Fotosintesis sangatlah pennting dalam pemeliharaan kehidupan di muka Bumi. Jika fotosintesis berhenti, maka hanya akan  ada sedikit makanan atau bahan organik lainnya yang tersisa di Bumi. Sebagian besar organisme herbifora akan menghilang, dan pada saat waktunya tiba atmosfer di Bumi akan menjadi hampir tidak ada. Satu-satunya organisme yang dapat hidup dalam kondisi seperti itu adalah bakteri kemosintetik, yang dapat memanfaatkan energi kimia dari senyawa anorganik tertentu dan karenanya tidak bergantung pada konversi energi cahaya.

Energi yang dihasilkan oleh fotosintesis yang dilakukan oleh tanaman jutaan tahun yang lalu bertanggung jawab atas bahan bakar fosil (mis., Batubara, minyak, dan gas) yang memberi sumber energi pada masyarakat pada bidang industri. Di masa lalu, tanaman hijau dan organisme kecil yang memakan tanaman meningkat lebih cepat daripada yang dikonsumsi, dan sisa-sisa mereka disimpan di kerak bumi oleh sedimentasi dan proses geologi lainnya. 
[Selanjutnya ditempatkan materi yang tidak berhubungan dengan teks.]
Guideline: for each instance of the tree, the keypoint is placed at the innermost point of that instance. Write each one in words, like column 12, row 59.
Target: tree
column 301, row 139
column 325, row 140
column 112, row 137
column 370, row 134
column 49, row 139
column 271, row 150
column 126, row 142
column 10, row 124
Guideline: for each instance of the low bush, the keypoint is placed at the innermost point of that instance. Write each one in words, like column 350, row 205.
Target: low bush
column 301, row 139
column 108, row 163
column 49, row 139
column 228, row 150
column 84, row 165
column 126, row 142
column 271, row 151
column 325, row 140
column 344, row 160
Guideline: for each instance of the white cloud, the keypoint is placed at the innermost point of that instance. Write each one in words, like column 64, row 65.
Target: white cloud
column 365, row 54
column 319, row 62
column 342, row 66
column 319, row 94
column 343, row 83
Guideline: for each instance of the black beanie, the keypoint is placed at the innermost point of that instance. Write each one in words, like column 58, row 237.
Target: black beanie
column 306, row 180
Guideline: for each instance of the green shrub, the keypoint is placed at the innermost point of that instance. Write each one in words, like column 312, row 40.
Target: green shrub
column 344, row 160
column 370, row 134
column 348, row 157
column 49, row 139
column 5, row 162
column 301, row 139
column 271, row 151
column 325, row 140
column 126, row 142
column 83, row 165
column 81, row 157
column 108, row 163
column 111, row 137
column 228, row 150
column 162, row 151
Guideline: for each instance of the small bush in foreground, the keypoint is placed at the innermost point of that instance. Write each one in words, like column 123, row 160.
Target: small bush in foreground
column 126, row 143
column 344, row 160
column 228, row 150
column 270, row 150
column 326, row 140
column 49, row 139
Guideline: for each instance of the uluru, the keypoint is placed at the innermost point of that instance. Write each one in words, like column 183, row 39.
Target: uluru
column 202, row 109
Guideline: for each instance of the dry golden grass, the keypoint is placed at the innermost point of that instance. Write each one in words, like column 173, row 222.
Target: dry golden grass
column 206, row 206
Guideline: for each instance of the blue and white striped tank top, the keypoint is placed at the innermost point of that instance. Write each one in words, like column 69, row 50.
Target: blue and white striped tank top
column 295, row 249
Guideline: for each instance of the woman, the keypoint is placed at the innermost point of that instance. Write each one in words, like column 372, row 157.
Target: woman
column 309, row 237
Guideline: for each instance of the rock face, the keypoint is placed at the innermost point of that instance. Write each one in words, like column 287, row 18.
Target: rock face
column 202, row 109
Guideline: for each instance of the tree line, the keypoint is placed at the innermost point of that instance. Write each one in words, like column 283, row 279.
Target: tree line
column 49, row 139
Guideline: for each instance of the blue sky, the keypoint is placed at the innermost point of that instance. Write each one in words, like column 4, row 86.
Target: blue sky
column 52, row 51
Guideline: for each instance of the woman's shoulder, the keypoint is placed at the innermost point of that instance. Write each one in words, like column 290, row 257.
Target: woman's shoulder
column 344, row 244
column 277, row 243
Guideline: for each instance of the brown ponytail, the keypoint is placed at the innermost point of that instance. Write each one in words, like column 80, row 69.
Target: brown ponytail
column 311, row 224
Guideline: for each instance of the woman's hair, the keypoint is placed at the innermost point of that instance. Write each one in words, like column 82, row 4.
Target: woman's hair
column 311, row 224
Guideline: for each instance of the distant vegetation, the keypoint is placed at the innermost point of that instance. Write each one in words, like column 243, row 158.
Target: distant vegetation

Di saat itu sisa sisa tanaman yang telah mati terlindung dari oksidasi, sisa-sisa organik ini secara perlahan dikonversi menjadi bahan bakar fosil. Bahan bakar ini tidak hanya menyediakan banyak energi yang digunakan di pabrik, rumah, dan transportasi tetapi juga berfungsi sebagai bahan baku untuk plastik dan produk sintetis lainnya. Sayangnya, peradaban modern menggunakan kelebihan produksi fotosintesis terakumulasi selama jutaan tahun. 

Akibatnya, karbon dioksida yang telah dikeluarkan dari udara untuk membuat karbohidrat dalam fotosintesis selama jutaan tahun dikembalikan dengan kecepatan yang luar biasa cepat. Konsentrasi karbon dioksida di atmosfer Bumi meningkat dengan cepat dibanding yang pernah ada dalam sejarah Bumi dahulu, dan fenomena ini dikhawatirkan memiliki implikasi besar pada iklim Bumi.

Kebutuhan untuk makanan, bahan, dan energi di dunia di mana populasi manusia berkembang pesat telah menciptakan kebutuhan untuk meningkatkan jumlah fotosintesis dan efisiensi mengubah keluaran fotosintesis menjadi produk yang bermanfaat bagi manusia. Satu respons terhadap kebutuhan itu yang disebut Revolusi Hijau, yang dimulai pada pertengahan abad ke-20 mencapai peningkatan besar dalam hasil pertanian melalui penggunaan pupuk kimia, pengendalian hama dan penyakit tanaman, pemuliaan tanaman, dan penggilingan mekanis, pemanenan, dan pengolahan tanaman. 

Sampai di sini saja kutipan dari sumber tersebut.